Metropolitan Transportation Authority to adopt RNG as fuel for buses
 

May 17, 2019. The Metropolitan Transportation Authority (MTA) issued a request for proposals to purchase ultra-low-carbon renewable natural gas (RNG) to fuel some 800 New York City buses currently running on compressed natural gas (CNG). It represents the first step any heavy duty vehicle fleet in New York City has taken towards adopting RNG.

   "This fuel shift will make the MTA a clear national leader in use of the cleanest, lowest-carbon fuel available today," said Matt Tomich, president of the NGO Energy Vision.

   According to the California Air Resources Board, RNG is the lowest carbon vehicle fuel available, and when made in anaerobic digesters from food wastes or manures and used as a transportation fuel, it is net carbon-negative over its lifecycle.
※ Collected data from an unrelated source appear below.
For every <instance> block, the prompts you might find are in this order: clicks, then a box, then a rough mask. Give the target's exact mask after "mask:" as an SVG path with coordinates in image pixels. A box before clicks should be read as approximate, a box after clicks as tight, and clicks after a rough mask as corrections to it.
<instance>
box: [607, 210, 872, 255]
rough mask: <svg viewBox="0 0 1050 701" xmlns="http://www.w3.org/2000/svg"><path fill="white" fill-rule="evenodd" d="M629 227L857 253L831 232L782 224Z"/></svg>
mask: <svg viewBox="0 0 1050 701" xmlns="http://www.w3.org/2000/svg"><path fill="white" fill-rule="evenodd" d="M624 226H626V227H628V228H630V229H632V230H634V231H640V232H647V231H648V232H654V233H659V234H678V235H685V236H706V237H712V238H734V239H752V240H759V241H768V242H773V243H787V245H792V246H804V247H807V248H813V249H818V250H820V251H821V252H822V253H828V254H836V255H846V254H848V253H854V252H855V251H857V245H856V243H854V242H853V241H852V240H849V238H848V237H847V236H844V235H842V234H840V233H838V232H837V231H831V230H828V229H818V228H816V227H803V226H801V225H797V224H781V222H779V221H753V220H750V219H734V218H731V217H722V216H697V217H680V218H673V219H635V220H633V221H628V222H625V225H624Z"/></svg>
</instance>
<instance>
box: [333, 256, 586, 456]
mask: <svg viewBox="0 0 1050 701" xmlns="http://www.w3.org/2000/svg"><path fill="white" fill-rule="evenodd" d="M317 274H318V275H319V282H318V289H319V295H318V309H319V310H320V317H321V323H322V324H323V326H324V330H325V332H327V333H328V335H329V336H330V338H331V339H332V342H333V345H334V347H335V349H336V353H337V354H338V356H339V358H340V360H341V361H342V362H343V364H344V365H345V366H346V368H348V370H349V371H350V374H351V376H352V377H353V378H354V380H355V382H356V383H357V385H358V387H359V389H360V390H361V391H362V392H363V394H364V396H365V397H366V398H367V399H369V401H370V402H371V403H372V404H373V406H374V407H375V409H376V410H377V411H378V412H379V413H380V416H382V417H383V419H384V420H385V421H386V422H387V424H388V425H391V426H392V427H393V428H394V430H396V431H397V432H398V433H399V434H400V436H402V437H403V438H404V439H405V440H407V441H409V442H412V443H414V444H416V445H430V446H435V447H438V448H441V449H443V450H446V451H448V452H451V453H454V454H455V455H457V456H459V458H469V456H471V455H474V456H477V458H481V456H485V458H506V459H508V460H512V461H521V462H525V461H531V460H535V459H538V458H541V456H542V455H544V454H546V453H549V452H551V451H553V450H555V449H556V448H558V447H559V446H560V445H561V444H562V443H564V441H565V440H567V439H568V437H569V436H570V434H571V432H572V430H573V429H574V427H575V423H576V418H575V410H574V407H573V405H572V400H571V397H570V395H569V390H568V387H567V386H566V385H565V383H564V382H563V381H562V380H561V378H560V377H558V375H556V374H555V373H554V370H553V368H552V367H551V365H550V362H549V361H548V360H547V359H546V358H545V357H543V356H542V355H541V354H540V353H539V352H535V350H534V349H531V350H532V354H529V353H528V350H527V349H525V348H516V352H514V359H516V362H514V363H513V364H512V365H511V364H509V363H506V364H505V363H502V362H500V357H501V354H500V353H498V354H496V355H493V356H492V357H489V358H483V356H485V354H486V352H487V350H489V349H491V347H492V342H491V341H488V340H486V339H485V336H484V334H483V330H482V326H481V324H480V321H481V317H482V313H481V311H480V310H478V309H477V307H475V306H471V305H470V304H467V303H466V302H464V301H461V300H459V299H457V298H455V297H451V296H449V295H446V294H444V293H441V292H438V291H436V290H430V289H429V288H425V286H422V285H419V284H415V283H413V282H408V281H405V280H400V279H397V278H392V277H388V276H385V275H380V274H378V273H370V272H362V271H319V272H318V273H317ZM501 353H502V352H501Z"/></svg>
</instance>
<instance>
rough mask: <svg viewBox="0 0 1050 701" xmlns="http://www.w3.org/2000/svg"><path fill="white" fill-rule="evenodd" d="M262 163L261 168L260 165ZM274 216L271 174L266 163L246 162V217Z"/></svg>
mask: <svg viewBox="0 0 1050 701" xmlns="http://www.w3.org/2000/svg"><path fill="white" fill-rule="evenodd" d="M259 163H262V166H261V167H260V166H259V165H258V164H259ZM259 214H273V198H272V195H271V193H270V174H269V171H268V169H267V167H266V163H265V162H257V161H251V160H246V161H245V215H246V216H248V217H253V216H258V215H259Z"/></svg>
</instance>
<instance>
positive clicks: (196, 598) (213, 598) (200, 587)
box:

RNG production prevents methane biogases emitted as organic materials decay from escaping into the atmosphere and having a powerful climate-warming impact.

   MTA plans to replace the equivalent of 12 to 14 million gallons of CNG a year with RNG. That will put over 650,000 tons of organic waste to beneficial use: reducing lifecycle carbon emissions of MTA's CNG buses by some 40,000 tons a year, and helping New York State meet its goal of reducing GHG emissions 40% by 2030. Switching to RNG requires no conversion of buses, engines or fueling infrastructure, so it will not increase the fleet's costs and may save it money.